There is no doubt that regulators will be looking at what they could’ve done – and can do to protect investors. Whilst the SEC under Gary Gensler has looked into information asymmetries in the form of payment for order flow in traditional finance, nothing was done in regard to FTX. Since regulators have largely kept crypto exchanges outside their remit, with exception of some Anti-money laundering controls, this left the Bahamas-based exchange able to go full steam ahead. 
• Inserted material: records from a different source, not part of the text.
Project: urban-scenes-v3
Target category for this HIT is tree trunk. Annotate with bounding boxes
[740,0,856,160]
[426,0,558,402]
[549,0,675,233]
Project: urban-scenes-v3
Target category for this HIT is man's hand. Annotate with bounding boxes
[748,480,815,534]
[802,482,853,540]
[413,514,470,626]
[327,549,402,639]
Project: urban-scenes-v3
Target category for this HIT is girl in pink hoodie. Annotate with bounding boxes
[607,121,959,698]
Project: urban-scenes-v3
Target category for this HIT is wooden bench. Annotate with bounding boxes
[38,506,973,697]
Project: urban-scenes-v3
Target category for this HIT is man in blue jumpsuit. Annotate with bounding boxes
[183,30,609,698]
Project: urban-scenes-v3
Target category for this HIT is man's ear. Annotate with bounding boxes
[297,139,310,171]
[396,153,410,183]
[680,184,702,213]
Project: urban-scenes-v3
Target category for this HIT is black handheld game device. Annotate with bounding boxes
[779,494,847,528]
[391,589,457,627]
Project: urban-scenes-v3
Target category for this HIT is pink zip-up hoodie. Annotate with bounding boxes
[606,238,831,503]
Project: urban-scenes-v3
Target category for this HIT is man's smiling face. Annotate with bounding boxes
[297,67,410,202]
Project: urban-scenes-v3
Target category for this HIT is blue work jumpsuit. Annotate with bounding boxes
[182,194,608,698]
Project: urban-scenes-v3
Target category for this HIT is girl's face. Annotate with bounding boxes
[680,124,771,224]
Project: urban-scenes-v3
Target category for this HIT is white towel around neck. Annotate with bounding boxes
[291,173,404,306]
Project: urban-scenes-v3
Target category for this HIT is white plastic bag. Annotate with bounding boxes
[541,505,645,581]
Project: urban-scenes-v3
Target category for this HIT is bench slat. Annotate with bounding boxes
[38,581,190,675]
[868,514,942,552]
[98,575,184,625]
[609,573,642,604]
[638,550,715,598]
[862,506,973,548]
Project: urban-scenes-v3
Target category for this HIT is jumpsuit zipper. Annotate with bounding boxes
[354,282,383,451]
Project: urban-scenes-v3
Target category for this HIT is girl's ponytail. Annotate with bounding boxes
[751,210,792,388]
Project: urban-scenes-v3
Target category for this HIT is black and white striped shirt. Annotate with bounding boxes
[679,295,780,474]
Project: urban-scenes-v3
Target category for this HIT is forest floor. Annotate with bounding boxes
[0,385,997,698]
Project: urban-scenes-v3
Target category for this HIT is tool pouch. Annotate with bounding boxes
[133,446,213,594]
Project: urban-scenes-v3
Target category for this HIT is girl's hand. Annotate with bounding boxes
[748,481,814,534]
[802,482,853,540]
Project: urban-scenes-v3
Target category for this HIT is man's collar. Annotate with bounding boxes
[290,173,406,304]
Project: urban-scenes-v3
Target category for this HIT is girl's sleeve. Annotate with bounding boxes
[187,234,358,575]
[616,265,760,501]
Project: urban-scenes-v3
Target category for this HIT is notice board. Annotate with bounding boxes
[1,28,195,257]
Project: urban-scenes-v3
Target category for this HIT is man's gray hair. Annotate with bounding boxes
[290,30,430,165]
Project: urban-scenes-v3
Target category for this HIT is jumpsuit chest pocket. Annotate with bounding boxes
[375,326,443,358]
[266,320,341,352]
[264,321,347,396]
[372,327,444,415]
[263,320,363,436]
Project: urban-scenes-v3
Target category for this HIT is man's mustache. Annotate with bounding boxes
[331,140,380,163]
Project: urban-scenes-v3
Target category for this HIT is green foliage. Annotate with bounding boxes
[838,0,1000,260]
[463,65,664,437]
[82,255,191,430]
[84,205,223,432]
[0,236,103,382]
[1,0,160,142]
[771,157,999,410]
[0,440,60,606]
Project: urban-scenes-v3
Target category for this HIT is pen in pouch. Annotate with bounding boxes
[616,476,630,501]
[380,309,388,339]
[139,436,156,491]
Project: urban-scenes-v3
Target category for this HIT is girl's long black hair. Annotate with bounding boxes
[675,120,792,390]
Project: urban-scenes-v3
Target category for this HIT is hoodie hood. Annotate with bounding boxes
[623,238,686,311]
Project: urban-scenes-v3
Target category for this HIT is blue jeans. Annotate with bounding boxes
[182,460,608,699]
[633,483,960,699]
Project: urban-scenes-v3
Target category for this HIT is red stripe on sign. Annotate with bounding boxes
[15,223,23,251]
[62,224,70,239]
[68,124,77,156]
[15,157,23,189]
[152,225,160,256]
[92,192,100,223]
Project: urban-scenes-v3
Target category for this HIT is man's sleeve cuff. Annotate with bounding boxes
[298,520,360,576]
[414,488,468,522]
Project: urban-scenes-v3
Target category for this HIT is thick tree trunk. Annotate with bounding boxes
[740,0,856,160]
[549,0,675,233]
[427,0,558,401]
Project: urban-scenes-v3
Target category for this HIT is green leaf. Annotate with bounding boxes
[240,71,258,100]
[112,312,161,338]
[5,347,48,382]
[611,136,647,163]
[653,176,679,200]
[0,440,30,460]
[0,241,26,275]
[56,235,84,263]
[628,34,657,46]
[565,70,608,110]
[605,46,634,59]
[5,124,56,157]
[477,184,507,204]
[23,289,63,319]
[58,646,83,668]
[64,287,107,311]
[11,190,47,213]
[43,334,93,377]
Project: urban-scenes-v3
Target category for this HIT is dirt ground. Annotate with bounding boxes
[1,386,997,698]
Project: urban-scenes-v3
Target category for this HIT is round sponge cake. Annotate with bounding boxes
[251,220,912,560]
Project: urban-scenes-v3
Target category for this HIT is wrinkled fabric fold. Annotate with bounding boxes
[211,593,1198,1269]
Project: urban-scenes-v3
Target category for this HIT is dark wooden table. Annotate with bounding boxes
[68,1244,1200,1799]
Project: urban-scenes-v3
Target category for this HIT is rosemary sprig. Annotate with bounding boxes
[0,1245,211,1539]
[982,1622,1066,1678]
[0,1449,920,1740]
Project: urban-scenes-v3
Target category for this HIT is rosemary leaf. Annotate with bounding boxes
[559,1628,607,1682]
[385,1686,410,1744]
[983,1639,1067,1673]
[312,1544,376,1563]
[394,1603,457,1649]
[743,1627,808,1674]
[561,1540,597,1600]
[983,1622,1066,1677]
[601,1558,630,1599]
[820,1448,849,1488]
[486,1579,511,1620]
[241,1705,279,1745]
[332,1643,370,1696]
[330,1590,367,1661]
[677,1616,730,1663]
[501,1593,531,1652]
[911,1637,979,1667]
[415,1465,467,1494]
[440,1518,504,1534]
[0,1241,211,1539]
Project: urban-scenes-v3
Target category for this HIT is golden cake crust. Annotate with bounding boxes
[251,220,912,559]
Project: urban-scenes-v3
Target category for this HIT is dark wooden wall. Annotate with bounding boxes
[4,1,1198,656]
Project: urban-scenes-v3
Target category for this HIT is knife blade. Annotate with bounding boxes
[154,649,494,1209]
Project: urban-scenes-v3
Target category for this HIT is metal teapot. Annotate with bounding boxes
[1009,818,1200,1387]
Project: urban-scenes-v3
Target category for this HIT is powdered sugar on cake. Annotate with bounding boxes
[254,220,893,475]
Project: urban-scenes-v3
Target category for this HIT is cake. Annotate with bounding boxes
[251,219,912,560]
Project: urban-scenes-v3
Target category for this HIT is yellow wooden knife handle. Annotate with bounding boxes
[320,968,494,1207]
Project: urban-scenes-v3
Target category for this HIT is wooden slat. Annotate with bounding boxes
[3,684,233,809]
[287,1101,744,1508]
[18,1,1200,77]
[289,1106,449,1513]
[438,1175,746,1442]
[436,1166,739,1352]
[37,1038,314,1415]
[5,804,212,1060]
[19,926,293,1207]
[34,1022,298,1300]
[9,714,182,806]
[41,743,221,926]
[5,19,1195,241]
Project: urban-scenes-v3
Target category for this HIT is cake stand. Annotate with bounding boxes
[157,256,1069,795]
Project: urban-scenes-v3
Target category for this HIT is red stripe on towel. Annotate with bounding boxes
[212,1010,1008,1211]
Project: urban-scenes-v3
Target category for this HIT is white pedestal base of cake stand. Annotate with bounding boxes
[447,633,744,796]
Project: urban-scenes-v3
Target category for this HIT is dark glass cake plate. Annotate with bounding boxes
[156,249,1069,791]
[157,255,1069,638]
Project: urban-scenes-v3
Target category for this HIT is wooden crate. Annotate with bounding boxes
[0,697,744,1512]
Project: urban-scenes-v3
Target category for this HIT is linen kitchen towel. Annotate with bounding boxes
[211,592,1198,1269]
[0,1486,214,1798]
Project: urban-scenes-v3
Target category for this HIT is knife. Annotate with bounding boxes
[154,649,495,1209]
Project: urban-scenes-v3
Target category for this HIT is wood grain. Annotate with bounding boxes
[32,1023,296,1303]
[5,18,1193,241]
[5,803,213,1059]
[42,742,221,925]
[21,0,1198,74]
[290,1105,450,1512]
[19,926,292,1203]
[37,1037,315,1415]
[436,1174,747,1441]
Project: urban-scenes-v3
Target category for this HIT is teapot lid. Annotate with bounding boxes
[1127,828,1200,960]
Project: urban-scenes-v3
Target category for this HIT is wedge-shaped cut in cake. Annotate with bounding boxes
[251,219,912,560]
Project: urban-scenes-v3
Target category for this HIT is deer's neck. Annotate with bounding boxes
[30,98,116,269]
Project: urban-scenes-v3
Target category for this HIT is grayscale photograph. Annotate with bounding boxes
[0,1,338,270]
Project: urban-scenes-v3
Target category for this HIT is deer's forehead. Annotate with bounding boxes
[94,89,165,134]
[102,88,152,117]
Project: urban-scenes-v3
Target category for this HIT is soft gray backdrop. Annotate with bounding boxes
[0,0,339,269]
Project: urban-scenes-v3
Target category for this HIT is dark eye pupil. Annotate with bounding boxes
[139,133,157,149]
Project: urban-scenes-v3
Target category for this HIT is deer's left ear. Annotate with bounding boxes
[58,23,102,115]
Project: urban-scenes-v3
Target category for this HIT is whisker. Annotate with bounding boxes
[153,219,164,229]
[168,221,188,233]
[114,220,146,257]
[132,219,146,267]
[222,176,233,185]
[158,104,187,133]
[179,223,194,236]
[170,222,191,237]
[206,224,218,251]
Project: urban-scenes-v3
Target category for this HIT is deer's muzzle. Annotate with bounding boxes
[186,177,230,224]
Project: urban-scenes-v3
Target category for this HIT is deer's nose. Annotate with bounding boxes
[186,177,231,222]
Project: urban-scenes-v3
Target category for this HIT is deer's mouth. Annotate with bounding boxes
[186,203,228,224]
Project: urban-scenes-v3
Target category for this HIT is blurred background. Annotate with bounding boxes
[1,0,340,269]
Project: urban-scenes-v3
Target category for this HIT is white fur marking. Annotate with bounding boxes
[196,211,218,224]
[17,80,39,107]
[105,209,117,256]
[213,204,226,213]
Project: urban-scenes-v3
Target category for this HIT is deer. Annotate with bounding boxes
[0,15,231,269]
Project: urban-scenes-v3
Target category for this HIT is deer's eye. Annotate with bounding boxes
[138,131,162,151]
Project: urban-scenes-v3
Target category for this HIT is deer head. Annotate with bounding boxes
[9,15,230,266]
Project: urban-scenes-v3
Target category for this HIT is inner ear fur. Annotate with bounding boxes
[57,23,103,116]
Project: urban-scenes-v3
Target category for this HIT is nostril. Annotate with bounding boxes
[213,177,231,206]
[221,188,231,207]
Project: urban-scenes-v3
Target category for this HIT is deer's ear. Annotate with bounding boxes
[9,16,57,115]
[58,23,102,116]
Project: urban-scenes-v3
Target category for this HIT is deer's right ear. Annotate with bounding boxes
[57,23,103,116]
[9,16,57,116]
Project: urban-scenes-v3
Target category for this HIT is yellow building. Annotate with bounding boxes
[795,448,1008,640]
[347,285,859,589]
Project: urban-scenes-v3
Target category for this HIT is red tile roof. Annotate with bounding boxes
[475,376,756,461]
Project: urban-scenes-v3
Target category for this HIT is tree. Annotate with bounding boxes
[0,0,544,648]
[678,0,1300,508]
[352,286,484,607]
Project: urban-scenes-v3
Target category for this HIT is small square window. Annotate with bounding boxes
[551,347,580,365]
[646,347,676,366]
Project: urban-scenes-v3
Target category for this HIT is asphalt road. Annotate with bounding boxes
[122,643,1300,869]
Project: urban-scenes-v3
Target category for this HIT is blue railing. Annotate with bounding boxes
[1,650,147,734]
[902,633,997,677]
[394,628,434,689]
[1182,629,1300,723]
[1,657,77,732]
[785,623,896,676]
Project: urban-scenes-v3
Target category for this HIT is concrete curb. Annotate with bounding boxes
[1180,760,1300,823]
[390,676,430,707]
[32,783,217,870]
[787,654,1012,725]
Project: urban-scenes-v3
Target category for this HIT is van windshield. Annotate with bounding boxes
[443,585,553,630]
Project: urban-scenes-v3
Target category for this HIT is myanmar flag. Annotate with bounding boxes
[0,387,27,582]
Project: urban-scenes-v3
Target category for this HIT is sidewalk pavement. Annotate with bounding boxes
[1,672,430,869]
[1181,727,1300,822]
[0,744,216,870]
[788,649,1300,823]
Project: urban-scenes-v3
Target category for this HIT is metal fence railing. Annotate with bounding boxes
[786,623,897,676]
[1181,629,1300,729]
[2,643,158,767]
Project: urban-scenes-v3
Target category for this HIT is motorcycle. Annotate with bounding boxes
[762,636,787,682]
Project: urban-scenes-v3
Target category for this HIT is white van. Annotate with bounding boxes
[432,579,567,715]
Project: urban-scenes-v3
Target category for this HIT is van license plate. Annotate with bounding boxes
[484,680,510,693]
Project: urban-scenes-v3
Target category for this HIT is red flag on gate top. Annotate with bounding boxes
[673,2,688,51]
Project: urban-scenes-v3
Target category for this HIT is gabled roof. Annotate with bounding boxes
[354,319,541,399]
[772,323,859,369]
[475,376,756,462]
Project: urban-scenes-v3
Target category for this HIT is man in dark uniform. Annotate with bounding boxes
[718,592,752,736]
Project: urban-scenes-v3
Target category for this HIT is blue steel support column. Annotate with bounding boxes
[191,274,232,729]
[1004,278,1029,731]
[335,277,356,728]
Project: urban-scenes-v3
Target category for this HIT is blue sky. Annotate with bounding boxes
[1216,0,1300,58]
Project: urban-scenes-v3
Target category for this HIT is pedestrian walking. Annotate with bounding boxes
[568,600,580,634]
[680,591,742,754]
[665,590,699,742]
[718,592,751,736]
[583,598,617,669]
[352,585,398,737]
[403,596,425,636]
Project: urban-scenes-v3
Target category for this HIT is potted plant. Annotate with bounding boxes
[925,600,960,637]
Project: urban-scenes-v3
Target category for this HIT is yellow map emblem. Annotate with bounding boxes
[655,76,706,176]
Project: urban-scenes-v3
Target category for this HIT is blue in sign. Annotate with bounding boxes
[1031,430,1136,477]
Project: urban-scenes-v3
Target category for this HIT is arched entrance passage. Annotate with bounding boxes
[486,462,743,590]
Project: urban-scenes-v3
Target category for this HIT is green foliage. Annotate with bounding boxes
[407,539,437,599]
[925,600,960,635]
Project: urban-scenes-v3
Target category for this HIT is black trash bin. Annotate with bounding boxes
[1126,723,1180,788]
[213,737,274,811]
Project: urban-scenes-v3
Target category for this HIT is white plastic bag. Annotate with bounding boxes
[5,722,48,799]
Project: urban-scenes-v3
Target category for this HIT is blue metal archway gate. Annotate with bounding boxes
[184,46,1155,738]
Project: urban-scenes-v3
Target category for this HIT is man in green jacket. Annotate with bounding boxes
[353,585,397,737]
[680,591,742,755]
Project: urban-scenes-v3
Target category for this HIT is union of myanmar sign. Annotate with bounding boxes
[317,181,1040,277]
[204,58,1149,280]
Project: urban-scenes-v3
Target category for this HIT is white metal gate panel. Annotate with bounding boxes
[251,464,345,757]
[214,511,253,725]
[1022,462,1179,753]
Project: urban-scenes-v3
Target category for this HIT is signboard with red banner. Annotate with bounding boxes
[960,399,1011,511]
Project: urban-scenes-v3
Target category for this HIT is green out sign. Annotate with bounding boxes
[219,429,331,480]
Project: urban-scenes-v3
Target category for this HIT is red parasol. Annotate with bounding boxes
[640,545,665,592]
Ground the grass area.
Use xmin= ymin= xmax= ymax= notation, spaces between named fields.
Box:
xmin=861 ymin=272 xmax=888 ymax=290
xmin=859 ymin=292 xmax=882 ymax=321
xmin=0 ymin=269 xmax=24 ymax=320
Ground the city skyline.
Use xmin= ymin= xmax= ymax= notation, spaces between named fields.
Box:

It is clear that the opacity of a business of this size should not be left untouched. SBF even appeared to agree — It was only October 19th when Bankman-Fried argued for stronger regulation around DeFi. “If you host a website aimed at facilitating and encouraging U.S. retail to connect to and trade on a DEX, this may end up falling under something like a broker-dealer/FCM/etc,” Bankman-Fried said. Some even said that SBF supported The Digital Commodities Consumer Protection act making its way through Congress. In the wake of the collapse, regulators may reflect on their insouciance during the debacle and push ahead with stronger oversight. 

Blame Game

As the finger-pointing continues, FTX should give a rude awakening to the entire blockchain ecosystem. Of course, regulators should have been stronger; investors should have adopted regular governance protocols. Yet many in the crypto industry should look at whether they are operating in a digital casino or a fair marketplace. Bankman-Fried may represent a young opportunist who bamboozled investors with his rise and fall, but his kind are not an aberration in the industry. 

Projects should focus on having true utility and transparency, which is supposedly the principles that undergird open, public blockchains. Developers, executives, investors and regulators should embed strong governance into the heart of the ecosystem. Only then, will the Web 3 dream become reality.